Note that the definition of sequential consistency says "consistent with program order", not "consistent with the order in which the program happens to be executed".
It goes on to say:
If a program has no data races, then all executions of the program will appear to be sequentially consistent.
(my emphasis of "appear").
Java's memory model does not enforce sequential consistency. As the JLS says:
If we were to use sequential consistency as our memory model, many of the compiler and processor optimizations that we have discussed would be illegal. For example, in the trace in Table 17.3, as soon as the write of 3 to p.x occurred, subsequent reads of that location would be required to see that value.
So Java's memory model doesn't actually support sequential consistency. Just the appearance of sequential consistency. And that only requires that there is some sequentially consistent order of actions that's consistent with program order.
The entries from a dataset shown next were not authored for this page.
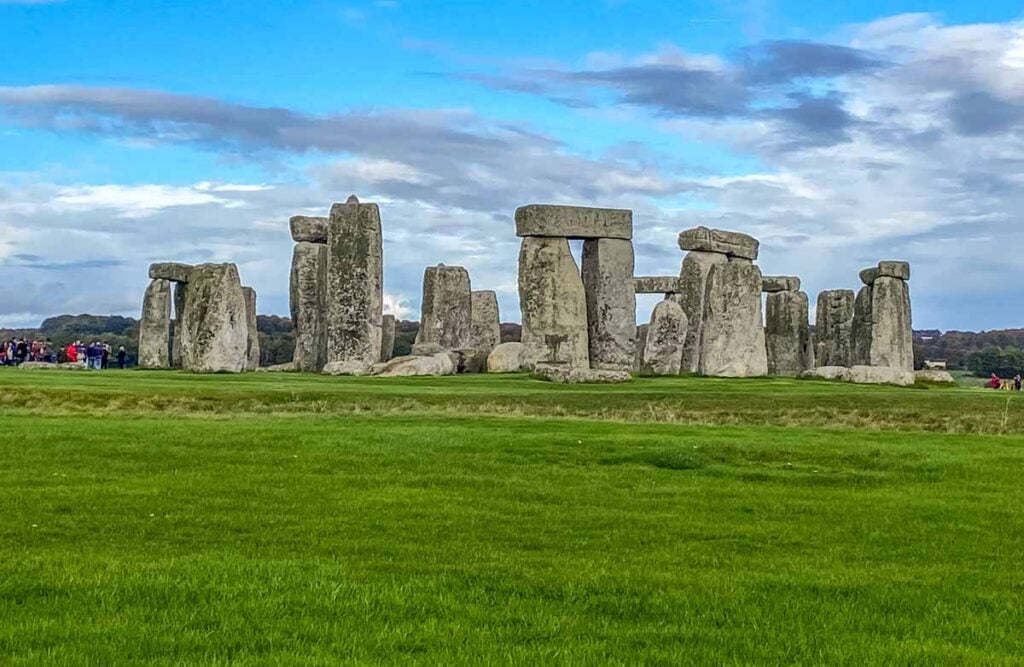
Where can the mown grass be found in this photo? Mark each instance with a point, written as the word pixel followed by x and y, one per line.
pixel 167 518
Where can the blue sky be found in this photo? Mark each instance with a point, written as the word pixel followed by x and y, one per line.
pixel 838 133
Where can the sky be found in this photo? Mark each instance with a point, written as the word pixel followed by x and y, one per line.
pixel 837 133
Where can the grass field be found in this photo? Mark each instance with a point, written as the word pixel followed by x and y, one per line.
pixel 170 518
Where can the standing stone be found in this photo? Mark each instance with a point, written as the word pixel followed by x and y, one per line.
pixel 307 298
pixel 892 336
pixel 834 328
pixel 387 337
pixel 787 336
pixel 215 316
pixel 445 311
pixel 664 348
pixel 486 329
pixel 252 346
pixel 692 289
pixel 354 289
pixel 553 303
pixel 611 314
pixel 732 343
pixel 155 328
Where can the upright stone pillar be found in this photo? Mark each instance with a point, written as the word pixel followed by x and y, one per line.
pixel 354 287
pixel 486 328
pixel 607 280
pixel 732 343
pixel 834 328
pixel 446 308
pixel 155 327
pixel 252 330
pixel 308 305
pixel 553 303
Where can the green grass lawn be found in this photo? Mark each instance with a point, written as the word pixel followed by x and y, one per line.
pixel 170 518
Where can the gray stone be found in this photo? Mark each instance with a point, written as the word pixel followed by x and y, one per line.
pixel 881 375
pixel 409 366
pixel 732 244
pixel 446 307
pixel 485 330
pixel 732 343
pixel 308 228
pixel 827 373
pixel 506 358
pixel 553 304
pixel 666 334
pixel 252 344
pixel 307 298
pixel 170 271
pixel 787 337
pixel 611 304
pixel 567 375
pixel 155 327
pixel 216 333
pixel 387 337
pixel 773 284
pixel 655 285
pixel 693 288
pixel 573 222
pixel 834 327
pixel 354 280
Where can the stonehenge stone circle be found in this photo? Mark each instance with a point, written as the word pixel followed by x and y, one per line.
pixel 732 340
pixel 354 284
pixel 607 281
pixel 307 300
pixel 506 358
pixel 663 350
pixel 252 331
pixel 834 328
pixel 787 337
pixel 445 313
pixel 573 222
pixel 553 304
pixel 485 329
pixel 155 327
pixel 387 337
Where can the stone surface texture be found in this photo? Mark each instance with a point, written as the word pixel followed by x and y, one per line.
pixel 663 349
pixel 553 303
pixel 446 307
pixel 732 343
pixel 155 326
pixel 354 287
pixel 693 283
pixel 573 222
pixel 732 244
pixel 308 305
pixel 834 328
pixel 506 358
pixel 787 336
pixel 611 306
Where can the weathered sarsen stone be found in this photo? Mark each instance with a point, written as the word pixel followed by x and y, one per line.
pixel 573 221
pixel 787 333
pixel 215 317
pixel 308 305
pixel 553 303
pixel 446 307
pixel 607 281
pixel 252 346
pixel 485 331
pixel 354 287
pixel 733 337
pixel 155 327
pixel 666 333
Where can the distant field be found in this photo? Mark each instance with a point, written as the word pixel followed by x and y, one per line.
pixel 170 518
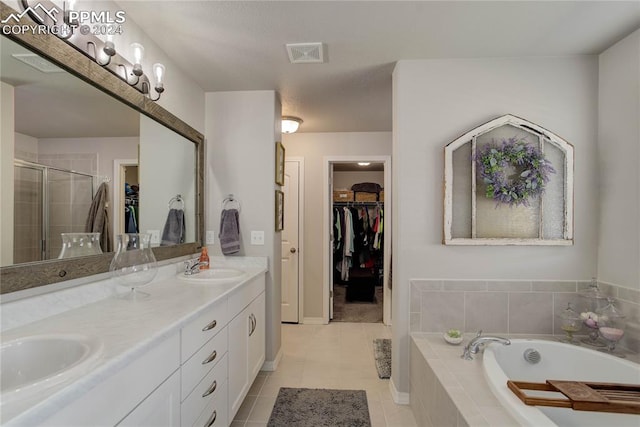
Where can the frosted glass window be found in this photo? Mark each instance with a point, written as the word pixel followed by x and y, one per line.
pixel 473 218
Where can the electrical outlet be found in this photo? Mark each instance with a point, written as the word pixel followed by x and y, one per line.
pixel 257 238
pixel 155 236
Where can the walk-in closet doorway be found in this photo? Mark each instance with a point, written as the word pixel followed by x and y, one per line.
pixel 357 239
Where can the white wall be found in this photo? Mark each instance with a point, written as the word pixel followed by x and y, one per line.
pixel 618 158
pixel 26 147
pixel 7 135
pixel 314 147
pixel 241 129
pixel 435 101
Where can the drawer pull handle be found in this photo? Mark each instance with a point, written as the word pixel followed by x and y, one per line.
pixel 210 326
pixel 211 389
pixel 252 325
pixel 211 358
pixel 211 420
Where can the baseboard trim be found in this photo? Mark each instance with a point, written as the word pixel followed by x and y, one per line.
pixel 313 321
pixel 272 365
pixel 400 398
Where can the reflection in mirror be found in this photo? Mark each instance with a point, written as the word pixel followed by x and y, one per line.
pixel 62 139
pixel 71 139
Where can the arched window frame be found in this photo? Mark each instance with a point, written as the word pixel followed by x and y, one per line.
pixel 542 135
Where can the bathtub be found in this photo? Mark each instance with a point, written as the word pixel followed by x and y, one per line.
pixel 562 362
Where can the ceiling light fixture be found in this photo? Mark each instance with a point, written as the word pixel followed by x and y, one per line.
pixel 290 124
pixel 102 52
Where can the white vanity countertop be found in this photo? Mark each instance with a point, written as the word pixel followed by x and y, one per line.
pixel 126 328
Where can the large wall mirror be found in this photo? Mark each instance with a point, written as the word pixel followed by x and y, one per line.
pixel 69 135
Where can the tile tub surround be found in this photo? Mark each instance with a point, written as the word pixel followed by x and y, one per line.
pixel 510 307
pixel 449 391
pixel 126 328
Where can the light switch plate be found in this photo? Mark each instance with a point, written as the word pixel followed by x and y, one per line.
pixel 155 236
pixel 257 238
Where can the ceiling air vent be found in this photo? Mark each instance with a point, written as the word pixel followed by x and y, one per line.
pixel 305 53
pixel 37 62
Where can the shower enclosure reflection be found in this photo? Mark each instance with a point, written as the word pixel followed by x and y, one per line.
pixel 48 202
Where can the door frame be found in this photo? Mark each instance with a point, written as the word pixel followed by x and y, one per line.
pixel 118 191
pixel 326 226
pixel 300 161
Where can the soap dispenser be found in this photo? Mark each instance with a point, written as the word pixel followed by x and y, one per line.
pixel 204 259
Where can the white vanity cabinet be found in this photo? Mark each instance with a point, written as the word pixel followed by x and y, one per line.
pixel 197 374
pixel 204 368
pixel 246 340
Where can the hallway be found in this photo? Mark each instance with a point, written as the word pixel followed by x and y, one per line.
pixel 339 356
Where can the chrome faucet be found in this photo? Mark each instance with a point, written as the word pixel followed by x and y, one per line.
pixel 192 266
pixel 479 340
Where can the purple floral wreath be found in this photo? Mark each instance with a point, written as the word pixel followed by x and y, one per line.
pixel 532 171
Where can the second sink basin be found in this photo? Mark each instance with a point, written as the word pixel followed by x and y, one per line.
pixel 35 363
pixel 214 275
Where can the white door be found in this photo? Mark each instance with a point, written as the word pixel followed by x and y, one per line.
pixel 290 242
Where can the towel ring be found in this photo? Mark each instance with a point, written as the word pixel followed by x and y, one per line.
pixel 228 202
pixel 177 199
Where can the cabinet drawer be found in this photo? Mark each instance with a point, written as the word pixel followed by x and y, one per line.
pixel 203 328
pixel 215 413
pixel 202 395
pixel 194 370
pixel 247 293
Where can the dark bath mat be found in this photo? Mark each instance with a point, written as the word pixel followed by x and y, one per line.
pixel 382 355
pixel 306 407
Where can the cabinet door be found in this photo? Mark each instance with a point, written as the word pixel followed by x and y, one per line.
pixel 161 408
pixel 257 337
pixel 238 331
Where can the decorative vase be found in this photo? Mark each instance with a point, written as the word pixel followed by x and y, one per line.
pixel 79 244
pixel 612 325
pixel 570 324
pixel 134 264
pixel 593 301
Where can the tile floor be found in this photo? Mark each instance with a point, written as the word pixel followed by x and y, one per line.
pixel 338 356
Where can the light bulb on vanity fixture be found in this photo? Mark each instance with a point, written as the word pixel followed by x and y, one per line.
pixel 290 124
pixel 102 50
pixel 138 55
pixel 158 72
pixel 108 50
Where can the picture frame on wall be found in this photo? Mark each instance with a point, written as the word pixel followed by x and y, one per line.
pixel 279 163
pixel 279 210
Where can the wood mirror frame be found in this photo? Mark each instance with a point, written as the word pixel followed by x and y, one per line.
pixel 35 274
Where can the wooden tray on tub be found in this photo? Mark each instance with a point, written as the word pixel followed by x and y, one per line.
pixel 582 396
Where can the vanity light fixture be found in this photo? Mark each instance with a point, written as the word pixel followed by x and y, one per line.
pixel 290 124
pixel 109 50
pixel 158 72
pixel 138 54
pixel 103 52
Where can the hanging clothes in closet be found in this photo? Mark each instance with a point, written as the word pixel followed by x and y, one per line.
pixel 131 209
pixel 358 238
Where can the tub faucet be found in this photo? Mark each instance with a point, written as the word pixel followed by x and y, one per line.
pixel 192 266
pixel 477 341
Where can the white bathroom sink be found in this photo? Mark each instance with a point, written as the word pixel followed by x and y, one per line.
pixel 33 364
pixel 213 275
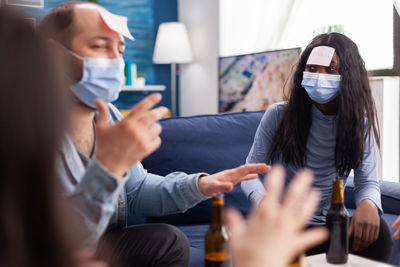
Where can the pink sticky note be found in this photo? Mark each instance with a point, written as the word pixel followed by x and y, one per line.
pixel 321 55
pixel 116 23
Clearly there is some execution of threads A and B that could result in A2 returning y
, specifically:
B1) q.enq(y)
A1) q.enq(x)
A2) q.deq()
So, even if the program happens to be executed in the order you specified, there is an order in which it could have been executed that is "consistent with program order" for which A2 returns y
. Therefore, a program that returns y
in that situation still gives the appearance of being sequentially consistent.
Note that this shouldn't be interpreted as saying that it would be illegal for A2 to return x
, because there is a sequentially consistent sequence of operations that is consistent with program order that could give that result.
Note also that this appearance of sequential consistency only applies to correctly synchronized programs. If your program is not correctly synchronized (i.e. has data races) then all bets are off.